Here are three steps you can take to successfully request professional development funding from your university.

Step 1: Identify all the Possible Sources

I have been offering professional development to women professors for a long time and I have seen everyone from students to full professors get funding, even when they thought they couldn’t use start-up or grant money, or their universities initially told them there was no money available. What I’ve learned is that there is always money somewhere; you just have to know where to look and who to ask.

Here are possible sources of professional development funding to explore, and I suggest you tap all of them:

  • Your own start-up or professional development funds. If you have such funds, you can absolutely use them to fund all or part of a professional development program like Amplify: The Faculty Writing Accelerator. Even if you already allotted them somewhere else, it may be as easy as talking to your budget office.
  • Department chair and dean. They might not be advertising that they have professional development money, but many do. You will need to ask and make a good case for why they should use it on you
  • Professional development office or faculty support office on your campus. If your campus has this office, ask them to fund your participation in a professional development program like Amplify: The Faculty Writing Accelerator. You could offer to hold an on-campus writing workshop based on what you learned or form a faculty writing group (but you don’t have to, and don’t go overboard on promises you make!).
  • Faculty or equity diversity office. You can ask this department to fund your professional development as an academic woman. There are plenty of stats you can point them to that reveal that women, especially women of color, are less likely to get promoted in higher ed. And what is THE key to getting a promotion and tenure? Yep, it’s writing. For that reason, your equity/diversity office should be paying to support your writing development. 


Step 2: Connect to the Strategic Plan

This is grant-writing 101: align what you are asking for to the institution’s goals. Your university says that it wants to retain women faculty? Quote that in your funding request letter (see this letter template). 

Your university’s strategic plan is supposed to be what guides the administration’s decisions. They are committed to that plan because that is how they justify themselves to accreditation bodies. If you want support, you need to intimately know that strategic plan and quote it directly when asking for funding. The more clearly you can connect the outcomes of the professional development program to your strategic plan, the more likely your administration will say “yes.”


Step 3: Ask (and Keep Asking!)

Start asking TODAY. And ask at all levels.
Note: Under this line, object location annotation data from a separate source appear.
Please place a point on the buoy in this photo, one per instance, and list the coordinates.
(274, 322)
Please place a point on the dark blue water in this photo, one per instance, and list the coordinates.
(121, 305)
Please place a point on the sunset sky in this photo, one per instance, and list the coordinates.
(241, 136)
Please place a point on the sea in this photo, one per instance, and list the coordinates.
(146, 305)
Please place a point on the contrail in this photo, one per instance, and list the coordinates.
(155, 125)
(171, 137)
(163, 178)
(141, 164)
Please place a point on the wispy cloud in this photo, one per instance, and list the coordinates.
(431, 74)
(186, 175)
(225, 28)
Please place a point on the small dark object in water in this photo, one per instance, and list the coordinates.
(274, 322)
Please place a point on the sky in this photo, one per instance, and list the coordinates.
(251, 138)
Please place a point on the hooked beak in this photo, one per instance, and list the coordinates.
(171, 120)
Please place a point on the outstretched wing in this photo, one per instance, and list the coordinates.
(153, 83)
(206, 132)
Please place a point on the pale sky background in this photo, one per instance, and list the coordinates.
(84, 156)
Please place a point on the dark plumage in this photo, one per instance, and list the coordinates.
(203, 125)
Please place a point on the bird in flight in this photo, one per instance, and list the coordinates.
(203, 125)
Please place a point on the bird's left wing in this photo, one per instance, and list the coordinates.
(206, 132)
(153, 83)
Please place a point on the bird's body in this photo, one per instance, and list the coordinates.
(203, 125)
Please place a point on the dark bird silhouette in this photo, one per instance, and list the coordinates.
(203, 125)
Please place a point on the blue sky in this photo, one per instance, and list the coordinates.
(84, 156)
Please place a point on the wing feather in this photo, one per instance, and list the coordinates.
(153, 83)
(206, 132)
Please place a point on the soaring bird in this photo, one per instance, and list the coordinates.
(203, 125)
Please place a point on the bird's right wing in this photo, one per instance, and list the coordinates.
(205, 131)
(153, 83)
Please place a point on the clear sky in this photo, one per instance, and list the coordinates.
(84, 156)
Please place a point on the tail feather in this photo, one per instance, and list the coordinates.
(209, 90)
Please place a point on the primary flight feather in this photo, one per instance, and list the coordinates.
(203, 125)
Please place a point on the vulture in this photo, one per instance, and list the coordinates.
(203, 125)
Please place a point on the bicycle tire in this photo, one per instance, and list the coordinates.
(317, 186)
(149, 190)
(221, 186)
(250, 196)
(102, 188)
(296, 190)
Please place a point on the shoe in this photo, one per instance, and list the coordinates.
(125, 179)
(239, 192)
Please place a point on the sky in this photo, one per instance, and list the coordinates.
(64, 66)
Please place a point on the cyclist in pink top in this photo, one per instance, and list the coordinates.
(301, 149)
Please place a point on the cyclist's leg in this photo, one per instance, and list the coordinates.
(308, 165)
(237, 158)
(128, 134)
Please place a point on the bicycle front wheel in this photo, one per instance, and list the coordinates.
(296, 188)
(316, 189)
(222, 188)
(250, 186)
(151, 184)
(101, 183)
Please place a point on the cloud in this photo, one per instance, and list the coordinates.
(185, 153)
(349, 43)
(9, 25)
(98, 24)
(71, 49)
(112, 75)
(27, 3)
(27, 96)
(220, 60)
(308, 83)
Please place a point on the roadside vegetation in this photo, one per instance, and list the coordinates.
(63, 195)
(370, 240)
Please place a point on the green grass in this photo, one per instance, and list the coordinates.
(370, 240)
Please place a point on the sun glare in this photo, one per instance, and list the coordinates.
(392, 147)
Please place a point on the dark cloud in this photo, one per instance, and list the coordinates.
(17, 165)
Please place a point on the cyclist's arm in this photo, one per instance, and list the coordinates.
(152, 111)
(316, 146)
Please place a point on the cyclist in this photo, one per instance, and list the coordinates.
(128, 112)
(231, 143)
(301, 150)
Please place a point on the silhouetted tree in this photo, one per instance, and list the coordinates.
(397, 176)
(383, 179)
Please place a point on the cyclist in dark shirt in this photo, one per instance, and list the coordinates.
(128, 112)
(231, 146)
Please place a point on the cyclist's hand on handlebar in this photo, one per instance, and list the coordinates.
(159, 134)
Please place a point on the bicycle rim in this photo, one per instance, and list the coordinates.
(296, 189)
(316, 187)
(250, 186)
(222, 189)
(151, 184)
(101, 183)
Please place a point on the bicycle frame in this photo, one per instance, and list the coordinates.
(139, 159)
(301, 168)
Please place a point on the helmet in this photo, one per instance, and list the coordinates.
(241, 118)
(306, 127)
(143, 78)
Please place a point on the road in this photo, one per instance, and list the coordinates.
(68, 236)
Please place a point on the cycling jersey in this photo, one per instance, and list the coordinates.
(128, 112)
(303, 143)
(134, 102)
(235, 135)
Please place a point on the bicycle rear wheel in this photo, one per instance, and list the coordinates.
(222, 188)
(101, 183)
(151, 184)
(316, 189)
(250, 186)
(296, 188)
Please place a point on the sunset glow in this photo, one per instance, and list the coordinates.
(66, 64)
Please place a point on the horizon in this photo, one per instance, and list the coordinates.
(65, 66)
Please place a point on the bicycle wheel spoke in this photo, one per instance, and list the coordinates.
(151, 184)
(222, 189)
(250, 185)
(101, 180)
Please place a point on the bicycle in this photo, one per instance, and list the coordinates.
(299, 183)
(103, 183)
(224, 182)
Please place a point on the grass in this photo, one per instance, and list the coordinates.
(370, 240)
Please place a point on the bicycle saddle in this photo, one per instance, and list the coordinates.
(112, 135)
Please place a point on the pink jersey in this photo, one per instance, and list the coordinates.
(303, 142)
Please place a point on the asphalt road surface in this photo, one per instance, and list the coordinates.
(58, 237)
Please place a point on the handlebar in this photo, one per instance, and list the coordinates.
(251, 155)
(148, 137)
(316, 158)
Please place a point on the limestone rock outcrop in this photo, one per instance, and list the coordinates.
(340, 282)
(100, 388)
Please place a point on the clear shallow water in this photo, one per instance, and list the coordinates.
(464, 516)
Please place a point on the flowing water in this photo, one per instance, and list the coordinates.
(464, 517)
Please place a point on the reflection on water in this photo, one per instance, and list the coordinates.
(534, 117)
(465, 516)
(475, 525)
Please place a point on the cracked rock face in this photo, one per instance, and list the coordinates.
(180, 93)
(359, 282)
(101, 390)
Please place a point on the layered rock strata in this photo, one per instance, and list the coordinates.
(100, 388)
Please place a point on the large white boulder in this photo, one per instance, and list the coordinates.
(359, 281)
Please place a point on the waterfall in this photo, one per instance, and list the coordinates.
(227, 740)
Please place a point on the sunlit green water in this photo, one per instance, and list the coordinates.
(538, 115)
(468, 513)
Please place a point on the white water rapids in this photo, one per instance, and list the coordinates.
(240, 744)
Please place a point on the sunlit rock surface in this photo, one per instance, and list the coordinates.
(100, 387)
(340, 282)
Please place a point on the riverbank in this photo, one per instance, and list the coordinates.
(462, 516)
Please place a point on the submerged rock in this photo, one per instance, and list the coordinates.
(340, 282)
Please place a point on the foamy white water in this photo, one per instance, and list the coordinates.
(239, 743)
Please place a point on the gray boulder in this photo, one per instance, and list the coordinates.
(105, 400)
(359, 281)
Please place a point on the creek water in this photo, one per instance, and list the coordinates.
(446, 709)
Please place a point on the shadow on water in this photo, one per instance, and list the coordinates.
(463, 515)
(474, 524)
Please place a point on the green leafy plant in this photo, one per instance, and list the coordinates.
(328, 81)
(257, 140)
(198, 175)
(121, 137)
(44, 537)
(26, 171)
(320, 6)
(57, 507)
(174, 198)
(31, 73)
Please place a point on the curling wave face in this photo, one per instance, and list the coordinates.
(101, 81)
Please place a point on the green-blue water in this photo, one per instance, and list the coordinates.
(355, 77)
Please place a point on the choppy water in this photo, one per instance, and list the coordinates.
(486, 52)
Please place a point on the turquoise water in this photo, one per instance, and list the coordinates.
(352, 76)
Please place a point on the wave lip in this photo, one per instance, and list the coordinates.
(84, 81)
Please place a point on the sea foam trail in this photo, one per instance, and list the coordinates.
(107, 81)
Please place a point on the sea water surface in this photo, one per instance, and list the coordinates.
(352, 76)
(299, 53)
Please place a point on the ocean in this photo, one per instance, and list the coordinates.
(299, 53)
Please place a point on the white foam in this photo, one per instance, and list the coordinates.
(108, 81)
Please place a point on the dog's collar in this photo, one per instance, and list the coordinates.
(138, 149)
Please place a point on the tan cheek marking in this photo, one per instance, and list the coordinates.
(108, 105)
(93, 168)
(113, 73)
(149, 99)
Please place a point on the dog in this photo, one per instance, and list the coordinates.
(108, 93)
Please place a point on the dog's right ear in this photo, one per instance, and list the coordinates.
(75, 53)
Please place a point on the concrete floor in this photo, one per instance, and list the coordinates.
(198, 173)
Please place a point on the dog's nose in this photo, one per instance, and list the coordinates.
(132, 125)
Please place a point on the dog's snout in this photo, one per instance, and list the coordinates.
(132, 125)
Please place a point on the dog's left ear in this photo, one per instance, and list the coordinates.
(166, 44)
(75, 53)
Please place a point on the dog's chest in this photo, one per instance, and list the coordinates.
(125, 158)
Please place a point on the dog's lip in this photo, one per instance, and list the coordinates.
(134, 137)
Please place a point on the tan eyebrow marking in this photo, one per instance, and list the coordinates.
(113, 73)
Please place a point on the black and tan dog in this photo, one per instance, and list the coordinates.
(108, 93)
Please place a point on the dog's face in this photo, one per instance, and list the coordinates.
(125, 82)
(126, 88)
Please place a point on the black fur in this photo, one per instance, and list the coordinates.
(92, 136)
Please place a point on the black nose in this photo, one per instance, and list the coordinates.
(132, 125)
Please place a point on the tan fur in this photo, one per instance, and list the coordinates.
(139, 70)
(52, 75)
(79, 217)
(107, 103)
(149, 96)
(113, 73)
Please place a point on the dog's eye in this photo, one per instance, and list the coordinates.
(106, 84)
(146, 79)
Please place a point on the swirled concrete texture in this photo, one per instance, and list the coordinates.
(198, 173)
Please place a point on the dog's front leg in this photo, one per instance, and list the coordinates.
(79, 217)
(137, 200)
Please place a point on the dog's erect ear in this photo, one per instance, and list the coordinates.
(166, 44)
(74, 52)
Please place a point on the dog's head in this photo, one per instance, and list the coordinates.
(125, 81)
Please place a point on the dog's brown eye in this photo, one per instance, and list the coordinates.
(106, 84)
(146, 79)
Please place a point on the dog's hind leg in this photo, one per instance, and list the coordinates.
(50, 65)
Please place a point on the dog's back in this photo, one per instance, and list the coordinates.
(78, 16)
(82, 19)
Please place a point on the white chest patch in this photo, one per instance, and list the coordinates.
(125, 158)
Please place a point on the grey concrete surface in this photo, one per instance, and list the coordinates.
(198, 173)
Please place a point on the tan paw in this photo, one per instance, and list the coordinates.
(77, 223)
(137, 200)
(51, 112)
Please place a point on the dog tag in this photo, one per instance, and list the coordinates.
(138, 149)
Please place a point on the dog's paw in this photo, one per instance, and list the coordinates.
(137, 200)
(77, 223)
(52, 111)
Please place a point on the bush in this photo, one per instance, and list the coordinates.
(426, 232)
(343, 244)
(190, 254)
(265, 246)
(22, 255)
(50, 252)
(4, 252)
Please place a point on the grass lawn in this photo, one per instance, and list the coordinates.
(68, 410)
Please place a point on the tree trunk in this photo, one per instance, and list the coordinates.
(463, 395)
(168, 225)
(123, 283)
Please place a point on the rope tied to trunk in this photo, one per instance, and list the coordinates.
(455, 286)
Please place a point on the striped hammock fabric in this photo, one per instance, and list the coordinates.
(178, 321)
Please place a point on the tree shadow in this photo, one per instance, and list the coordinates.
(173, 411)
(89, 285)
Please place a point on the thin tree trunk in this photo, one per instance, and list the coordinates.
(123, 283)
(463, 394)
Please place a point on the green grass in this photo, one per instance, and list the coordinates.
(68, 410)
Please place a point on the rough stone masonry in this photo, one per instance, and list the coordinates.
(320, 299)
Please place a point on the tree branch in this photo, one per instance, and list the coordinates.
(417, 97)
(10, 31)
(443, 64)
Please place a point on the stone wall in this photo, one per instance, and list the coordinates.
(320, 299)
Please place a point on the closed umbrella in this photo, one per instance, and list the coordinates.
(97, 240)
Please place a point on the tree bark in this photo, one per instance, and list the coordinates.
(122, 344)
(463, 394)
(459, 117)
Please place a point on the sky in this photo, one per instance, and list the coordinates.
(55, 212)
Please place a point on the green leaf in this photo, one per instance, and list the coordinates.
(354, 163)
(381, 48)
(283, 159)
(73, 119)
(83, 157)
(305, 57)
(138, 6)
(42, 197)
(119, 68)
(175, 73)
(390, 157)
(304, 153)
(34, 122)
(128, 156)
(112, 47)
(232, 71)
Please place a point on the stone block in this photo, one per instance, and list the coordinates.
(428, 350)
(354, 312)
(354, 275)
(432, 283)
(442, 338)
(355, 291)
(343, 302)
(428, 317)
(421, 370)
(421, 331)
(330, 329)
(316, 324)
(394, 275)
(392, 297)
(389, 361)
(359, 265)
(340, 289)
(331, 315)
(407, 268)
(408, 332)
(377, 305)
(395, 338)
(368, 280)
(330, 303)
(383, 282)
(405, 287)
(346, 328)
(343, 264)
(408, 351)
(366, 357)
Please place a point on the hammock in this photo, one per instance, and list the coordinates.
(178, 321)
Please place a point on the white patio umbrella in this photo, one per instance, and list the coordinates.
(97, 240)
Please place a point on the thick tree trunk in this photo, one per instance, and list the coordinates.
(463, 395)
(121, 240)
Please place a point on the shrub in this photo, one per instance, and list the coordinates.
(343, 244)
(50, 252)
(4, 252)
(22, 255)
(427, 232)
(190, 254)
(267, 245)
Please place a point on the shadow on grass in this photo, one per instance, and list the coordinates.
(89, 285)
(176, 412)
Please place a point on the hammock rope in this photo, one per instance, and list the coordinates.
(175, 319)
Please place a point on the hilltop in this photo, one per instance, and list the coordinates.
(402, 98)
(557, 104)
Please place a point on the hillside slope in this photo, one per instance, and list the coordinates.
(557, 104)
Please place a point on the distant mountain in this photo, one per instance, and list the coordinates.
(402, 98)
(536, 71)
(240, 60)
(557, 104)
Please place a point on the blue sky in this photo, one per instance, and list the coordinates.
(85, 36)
Start with your department chair, and keep going up the ranks. Ask all the offices mentioned in step 1. If someone says a flat “no, I don’t have the money,” then ask them for a letter of support that you can take with you to the next ask. 

Be sure to continue to follow up with the decision-makers that you ask until you get a solid “yes” or “no.” Don’t let your request sit on someone’s desk until the registration period of your target program closes! If you’ve made it to the position you’re in today, you know how to be persistent, so put that persistence to work.

“It is in your university’s best interest to keep you, to keep you from burning out, and to not have to recruit another person to replace you… so sit with that confidence that says ‘they chose me’.”


So, what professional development program will you choose?